Sem consenso no Congresso quanto à proposta de emenda à Constituição (PEC) do estouro, o governo de transição trabalha com a possibilidade de aceitar extrapolar o teto de gastos para bancar o Auxílio Brasil, que volta em 2023 a ser chamado de Bolsa Família, por um período limitado, de pelo menos dois anos, e não de forma permanente.
A necessidade de ceder ocorre justamente porque não há um plano alternativo do PT caso a PEC do estouro não seja aprovada. Foi o que afirmou o coordenador dos grupos técnicos da equipe de transição, Aloizio Mercadante. “O esforço está para construir a maioria e na urgência de aprovar no Senado e na Câmara”, disse, após anunciar um reforço de articuladores para viabilizar o texto já na próxima semana.
Lideranças petistas e de partidos políticos aliados ouvidas pela reportagem do R7 defendem que o período ideal da retirada do Bolsa Família do teto de gastos é de quatro anos. No entanto, diante da pressão feita por parlamentares, a equipe de transição avalia reduzir a validade da PEC, se essa for a única condição. O PT reitera, no entanto, que não aceita o prazo de um ano.
Valor do estouro também não é consenso
O valor do estouro é outro entrave. Membros do governo de transição consultados pela reportagem não abrem mão de conseguir pelo menos R$ 175 bilhões extras para viabilizar o Bolsa Família.
Como R$ 105 bilhões para bancar o benefício já haviam sido incluídos na proposta da Lei Orçamentária Anual (LOA), parlamentares da base de Jair Bolsonaro (PL) e de partidos independentes defendem a liberação extra apenas do valor para complementar a previsão.
Relator do Orçamento Federal de 2023 e autor da PEC do estouro, o senador Marcelo Castro (MDB-PI) reconhece que a falta de consenso atrasou o protocolo do texto, que só deve ocorrer na terça, após a chegada de Lula a Brasília, na segunda-feira.
“Os dois grandes desafios que temos para que o país continue funcionando são a aprovação da PEC do Bolsa Família e o Orçamento do próximo ano. Para que possamos focar na elaboração do Orçamento de 2023, precisamos que a PEC seja aprovada no Senado e na Câmara até o dia 10 de dezembro”, afirmou Castro.

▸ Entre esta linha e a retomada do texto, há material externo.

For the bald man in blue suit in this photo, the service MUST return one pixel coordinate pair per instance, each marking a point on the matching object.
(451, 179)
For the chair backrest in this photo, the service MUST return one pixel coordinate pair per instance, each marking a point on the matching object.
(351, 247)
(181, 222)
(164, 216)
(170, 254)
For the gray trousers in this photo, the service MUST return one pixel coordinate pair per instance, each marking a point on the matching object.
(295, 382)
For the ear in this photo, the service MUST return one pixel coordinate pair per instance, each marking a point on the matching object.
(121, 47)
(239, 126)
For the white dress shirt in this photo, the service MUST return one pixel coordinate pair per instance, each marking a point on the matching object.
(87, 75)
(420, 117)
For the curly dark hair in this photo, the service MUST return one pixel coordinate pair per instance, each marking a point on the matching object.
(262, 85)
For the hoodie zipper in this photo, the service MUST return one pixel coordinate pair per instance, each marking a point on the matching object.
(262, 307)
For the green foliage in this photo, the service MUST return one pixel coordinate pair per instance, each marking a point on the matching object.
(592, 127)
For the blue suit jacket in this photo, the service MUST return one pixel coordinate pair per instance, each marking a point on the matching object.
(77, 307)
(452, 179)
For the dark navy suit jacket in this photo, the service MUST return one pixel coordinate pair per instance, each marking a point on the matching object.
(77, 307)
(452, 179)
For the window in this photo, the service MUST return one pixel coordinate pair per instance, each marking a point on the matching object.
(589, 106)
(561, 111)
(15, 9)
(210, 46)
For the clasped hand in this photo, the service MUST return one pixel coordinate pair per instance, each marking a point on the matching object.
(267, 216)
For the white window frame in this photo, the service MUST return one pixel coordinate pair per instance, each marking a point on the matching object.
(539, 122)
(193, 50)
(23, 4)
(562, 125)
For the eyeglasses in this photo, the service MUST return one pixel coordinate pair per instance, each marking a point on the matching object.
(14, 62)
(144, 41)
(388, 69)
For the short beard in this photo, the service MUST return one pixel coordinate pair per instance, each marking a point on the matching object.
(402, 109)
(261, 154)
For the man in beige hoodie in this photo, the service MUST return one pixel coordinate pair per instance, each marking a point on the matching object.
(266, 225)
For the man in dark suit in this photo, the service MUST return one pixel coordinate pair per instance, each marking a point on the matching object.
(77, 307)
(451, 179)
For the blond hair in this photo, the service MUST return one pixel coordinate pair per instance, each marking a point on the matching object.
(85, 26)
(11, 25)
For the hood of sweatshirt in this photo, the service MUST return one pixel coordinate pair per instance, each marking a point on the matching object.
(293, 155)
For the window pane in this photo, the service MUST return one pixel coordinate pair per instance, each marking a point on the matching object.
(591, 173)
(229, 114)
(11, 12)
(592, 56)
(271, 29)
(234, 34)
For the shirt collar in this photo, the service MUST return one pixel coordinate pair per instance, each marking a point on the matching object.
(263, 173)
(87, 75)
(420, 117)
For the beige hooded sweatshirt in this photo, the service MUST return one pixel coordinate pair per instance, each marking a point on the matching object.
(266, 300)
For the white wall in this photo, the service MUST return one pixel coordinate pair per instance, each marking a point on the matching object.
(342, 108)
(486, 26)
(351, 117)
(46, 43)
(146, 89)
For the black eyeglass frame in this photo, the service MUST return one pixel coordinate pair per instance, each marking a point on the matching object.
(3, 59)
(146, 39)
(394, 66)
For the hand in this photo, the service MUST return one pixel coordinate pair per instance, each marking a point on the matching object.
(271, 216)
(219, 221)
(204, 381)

O emedebista é defensor da permanência do Bolsa Família fora do teto de gastos por tempo indeterminado. No entanto, como há resistência de senadores, a tendência é que essa possibilidade seja avaliada no ano que vem, a partir de uma mudança na regra que limita o crescimento das despesas públicas à inflação.
Fontes de partidos não alinhados a Lula disseram que vão aguardar a chegada do texto para cravar uma orientação de bancada. A avaliação é de que, diante da demora para a entrega de uma proposta consolidada, não deve haver tempo para articular nada além da concessão de crédito extra para bancar o Bolsa Família.
O PL promete se opor a qualquer extrapolação do teto de gastos para além do próximo ano. “Com a gestão da máquina, o próximo governo que precisa se planejar e abrir espaço orçamentário”, indicou Marcos Rogério (PL-RO).
O líder do governo, Carlos Portinho (PL-RJ), antecipou que a base aliada de Bolsonaro se dispõe a a liberar R$ 80 bilhões para 2023. A proposta inicial da PEC prevê um estouro na casa dos R$ 200 bilhões.
“É preciso tentar buscar um canal de construção do que é possível. Se o impacto do que querem é muito maior, os juros altos, a inflação vão corroer o poder de compra justamente dos R$ 600 do auxílio”, argumentou Portinho.
“A bancada do PP e todas da base do governo serão oposição em qualquer proposta partidária. O que for justo, necessário, vai contar com o apoio”, afirmou o senador Guaracy Silveira (PP-TO).
O senador Renan Calheiros (MDB-AL) — figura importante do mesmo MDB de Marcelo Castro (PI) — defende conseguir a liberação de créditos por meio de medida provisória. Para ele, a PEC “antecipa um desgaste” e não é o único caminho possível.